Major Leaguers catch with one hand because it’s the best way for them. Look at the fielding percentages, and I think they deserve the benefit of the doubt.

• • •

My father lives in another state, but we’ve been thinking the same thing when watching the Red Sox this season: We’re rooting for them, and we’re not sure why.

Maybe it’s because, nothing against Terry Francona, but we both like Bobby Valentine. Maybe it’s because Valentine and the influx of young players have toned down the whining and sense of entitlement the Red Sox used to show on the field.

Maybe it’s because we both tend to root for the underdog, and got more than a little fed up with fans who automatically thought they were better people because they root for the Red Sox. Combine that with a bunch of players who seemed to complain every time a call went against them (John Lackey, Josh Beckett, Dustin Pedroia, Jonathan Papelbon, David Ortiz) and my dad and I were actively rooting against the Red Sox.

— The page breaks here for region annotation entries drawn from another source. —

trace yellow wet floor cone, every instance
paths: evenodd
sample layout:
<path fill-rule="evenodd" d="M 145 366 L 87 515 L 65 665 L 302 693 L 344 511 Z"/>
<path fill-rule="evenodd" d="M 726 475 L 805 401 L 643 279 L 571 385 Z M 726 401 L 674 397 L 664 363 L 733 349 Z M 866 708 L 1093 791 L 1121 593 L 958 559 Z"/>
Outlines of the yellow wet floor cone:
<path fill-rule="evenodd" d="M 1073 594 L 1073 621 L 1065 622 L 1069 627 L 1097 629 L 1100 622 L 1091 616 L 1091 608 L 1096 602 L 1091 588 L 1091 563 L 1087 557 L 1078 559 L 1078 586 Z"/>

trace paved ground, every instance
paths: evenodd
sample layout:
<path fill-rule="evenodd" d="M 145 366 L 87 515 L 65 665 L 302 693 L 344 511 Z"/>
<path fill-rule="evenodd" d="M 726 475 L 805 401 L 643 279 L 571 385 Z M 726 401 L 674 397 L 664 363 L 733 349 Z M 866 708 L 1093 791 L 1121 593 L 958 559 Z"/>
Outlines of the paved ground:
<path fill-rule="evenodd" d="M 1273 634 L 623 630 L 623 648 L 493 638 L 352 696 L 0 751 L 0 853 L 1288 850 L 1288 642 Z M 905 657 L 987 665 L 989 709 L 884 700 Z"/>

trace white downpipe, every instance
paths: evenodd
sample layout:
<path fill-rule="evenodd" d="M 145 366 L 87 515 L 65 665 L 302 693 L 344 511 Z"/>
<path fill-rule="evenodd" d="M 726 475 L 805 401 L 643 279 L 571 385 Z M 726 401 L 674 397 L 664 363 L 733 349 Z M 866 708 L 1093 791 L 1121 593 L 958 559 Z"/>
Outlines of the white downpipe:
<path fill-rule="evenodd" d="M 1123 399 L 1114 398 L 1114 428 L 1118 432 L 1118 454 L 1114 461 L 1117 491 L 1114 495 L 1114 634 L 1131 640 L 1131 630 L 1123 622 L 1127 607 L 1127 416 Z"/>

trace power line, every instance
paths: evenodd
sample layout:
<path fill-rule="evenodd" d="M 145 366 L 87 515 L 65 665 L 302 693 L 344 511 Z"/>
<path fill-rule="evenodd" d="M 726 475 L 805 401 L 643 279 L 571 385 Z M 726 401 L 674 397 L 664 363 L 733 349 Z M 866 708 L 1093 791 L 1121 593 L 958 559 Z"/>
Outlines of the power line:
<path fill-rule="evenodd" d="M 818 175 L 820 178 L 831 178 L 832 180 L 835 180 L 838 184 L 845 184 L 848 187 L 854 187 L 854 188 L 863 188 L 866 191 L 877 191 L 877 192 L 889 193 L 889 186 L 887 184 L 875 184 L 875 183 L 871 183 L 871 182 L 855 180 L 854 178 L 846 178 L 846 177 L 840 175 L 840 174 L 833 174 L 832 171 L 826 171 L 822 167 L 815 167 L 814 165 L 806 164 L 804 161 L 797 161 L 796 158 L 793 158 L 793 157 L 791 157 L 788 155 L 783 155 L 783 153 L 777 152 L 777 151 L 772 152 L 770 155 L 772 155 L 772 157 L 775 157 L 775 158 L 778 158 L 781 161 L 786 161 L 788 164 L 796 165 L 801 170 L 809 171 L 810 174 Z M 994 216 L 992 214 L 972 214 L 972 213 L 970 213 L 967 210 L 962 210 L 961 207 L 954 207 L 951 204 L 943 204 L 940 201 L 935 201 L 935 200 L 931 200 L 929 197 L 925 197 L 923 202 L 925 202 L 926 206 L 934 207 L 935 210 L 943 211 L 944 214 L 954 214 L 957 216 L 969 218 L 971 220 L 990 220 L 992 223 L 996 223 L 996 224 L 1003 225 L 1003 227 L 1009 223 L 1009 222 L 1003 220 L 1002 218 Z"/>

This year, for the first time since 2004, the Red Sox are underdogs. I think that’s a good thing. Some fans around here probably needed to be reminded that the season isn’t a failure just because you didn’t win the World Series.

In 1995, the first year of three three-division setup, the Red Sox clinched the American League East at Fenway Park. It’s amazing to think about now, but there was a huge party on the field. Players were riding horses and throwing hats and shirts into the stands. Whenever the Red Sox win again, there will be that kind of innocence, and I’m looking forward to it.